Our campaign, already supported by thousands in Cornwall, is calling for “20% more by 2020”. Or £23 bn next year. An ambitious demand. But an honest one. It recognises how far NHS funding has fallen behind in recent years. All respected independent authorities (Institute of Fiscal Studies, Health Foundation etc) acknowledge this.
These figures are also based on an assumption of simultaneous high level efficiency gains throughout the NHS.
If we really want to pay off NHS deficits (currently around £2bn. £100m in Cornwall), restore services, meet training, safe staffing and recruitment requirements that’s the level of investment required. Equivalent to 3p on income tax!

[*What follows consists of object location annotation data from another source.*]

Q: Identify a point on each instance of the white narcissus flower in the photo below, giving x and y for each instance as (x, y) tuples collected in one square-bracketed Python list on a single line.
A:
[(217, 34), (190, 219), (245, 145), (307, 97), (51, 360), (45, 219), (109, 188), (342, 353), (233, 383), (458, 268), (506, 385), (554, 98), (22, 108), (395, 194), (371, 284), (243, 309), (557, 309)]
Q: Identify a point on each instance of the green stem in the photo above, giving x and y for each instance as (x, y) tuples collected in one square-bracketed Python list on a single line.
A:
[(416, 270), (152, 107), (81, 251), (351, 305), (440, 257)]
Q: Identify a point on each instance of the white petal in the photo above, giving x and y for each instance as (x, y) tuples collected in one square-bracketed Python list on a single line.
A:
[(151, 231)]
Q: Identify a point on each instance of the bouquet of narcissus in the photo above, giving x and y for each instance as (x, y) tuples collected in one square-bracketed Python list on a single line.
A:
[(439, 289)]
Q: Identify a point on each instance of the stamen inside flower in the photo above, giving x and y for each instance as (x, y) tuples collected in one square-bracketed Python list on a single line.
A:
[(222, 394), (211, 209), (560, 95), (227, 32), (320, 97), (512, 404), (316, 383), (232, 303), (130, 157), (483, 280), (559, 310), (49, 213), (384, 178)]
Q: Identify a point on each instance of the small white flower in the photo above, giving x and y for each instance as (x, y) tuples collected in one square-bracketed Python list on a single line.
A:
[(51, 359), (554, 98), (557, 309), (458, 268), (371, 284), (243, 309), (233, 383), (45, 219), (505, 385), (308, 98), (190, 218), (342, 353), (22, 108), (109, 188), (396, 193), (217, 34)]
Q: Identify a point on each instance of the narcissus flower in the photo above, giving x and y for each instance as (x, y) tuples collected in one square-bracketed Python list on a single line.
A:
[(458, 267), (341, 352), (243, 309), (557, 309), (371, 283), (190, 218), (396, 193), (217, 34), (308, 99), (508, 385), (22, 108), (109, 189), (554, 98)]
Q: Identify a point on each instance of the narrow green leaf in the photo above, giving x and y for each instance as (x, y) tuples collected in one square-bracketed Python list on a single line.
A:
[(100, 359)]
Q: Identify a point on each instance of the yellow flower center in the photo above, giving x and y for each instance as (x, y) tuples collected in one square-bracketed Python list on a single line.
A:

Although my Party (Liberal Democrats) promised at the last election to, if necessary, raise tax to save the NHS, the funding shortfall has worsened. The crisis has deepened.
If, as the PM has claimed, the days of austerity are behind us, will we really see an NHS funding settlement which meets its need?
Meanwhile Parliament is also being asked to put right the impact of the Conservative’s savage cuts in the much derided Universal Credit.
Replacing the complex and confusing matrix of benefits, credits and work incentives with a simpler system is not in itself a bad policy. Using this transition as a cloak to implement savage cuts to the welfare of the already struggling working poor is cynical and cruel.
We’ll see if next week the Government replaces the £3 billion they’ve cut.
Many folk would find it assuring if Parliamentary representatives used their publicity opportunities or called public meetings to explain why they supported these cuts to working credits and our NHS in the first place, rather than using distraction activity.
Indeed, as it becomes ever more evident that the slow Brexit train crash is destined to create horrendous carnage for decades if it isn’t stopped, some cynics may suggest it’s merely the biggest distraction strategy of all; used by the right wing to hide their plans to complete the dismantling of our public services and return to Dickensian-style welfare.